At age 13 I went in for a checkup, a normal yearly checkup. My goal? To get in and out of the doctors as quick as I could so I could hang out with my friends later on that day. Little did my younger self know, but that one normal check up would change my life and the way I thought about myself. It started with my regular doctor being out sick. I had a different doctor and while sitting on the table explaining my odd feelings in my veins she casually asked, “Do you think it has anything to do with you having neurofibromatosis? Are you anxious about it?” That was the first time I had ever heard that word. I stared at my mom.
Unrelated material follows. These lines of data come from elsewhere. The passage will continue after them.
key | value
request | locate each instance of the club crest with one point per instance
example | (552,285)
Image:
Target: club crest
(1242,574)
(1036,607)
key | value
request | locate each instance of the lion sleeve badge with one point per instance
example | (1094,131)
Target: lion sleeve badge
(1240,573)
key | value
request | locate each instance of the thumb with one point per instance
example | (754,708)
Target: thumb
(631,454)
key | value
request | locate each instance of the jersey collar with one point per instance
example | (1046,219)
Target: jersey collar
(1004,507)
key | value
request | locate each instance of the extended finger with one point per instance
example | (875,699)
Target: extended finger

Flash forward to me leaving the doctors that day crying, and not fully understanding the concept of what was just dropped into my lap like it was nothing. I was originally diagnosed when I was about 5, after marks called café-au-lait spots were identified on my skin, and I had multiplying lisch nodules in my eyes. My doctor told my parents to not tell me. I appreciated that a lot because I grew up feeling normal and not different from other children throughout school. As for the remainder of that day? I did not go out with my friends. Instead, I locked myself in my room and did the worst thing I could have possibly done to educate myself on neurofibromatosis: I Googled. What I wish I had done, looking back, was go to an actual organization page and get researched facts on  NF. I had much to learn, like that NF affects everyone different and none of those sites I forced myself to click on that day helped me in even coming close to understanding that.

I now understand that I lacked the proper help I needed in school, since I have a learning disability, and was missing a part of my personal self, the thing that made me different. Once I started to embrace it I was inspired to support and spread the word. I told my friends, educated them on it and built a team of 13 girls for the Boston Children’s Tumor Foundation Walk in 2015. Together we came together in a team called ‘Supporting Princess Sarah’ and raised a total of over $3,000 towards NF research! On top of that, we raised the most money out of all the other teams at our walk!

At age 15 I now embrace it as a trait, it's something that makes me unique and different. I find it extraordinary that I am 1 in 3,000 people to be strong and battle through the roller coaster that is NF. I learned that this challenges me and most importantly: IT DOES NOT DEFINE ME. I can do/be whatever I set my mind to. I have no restrictions. I am a fighter!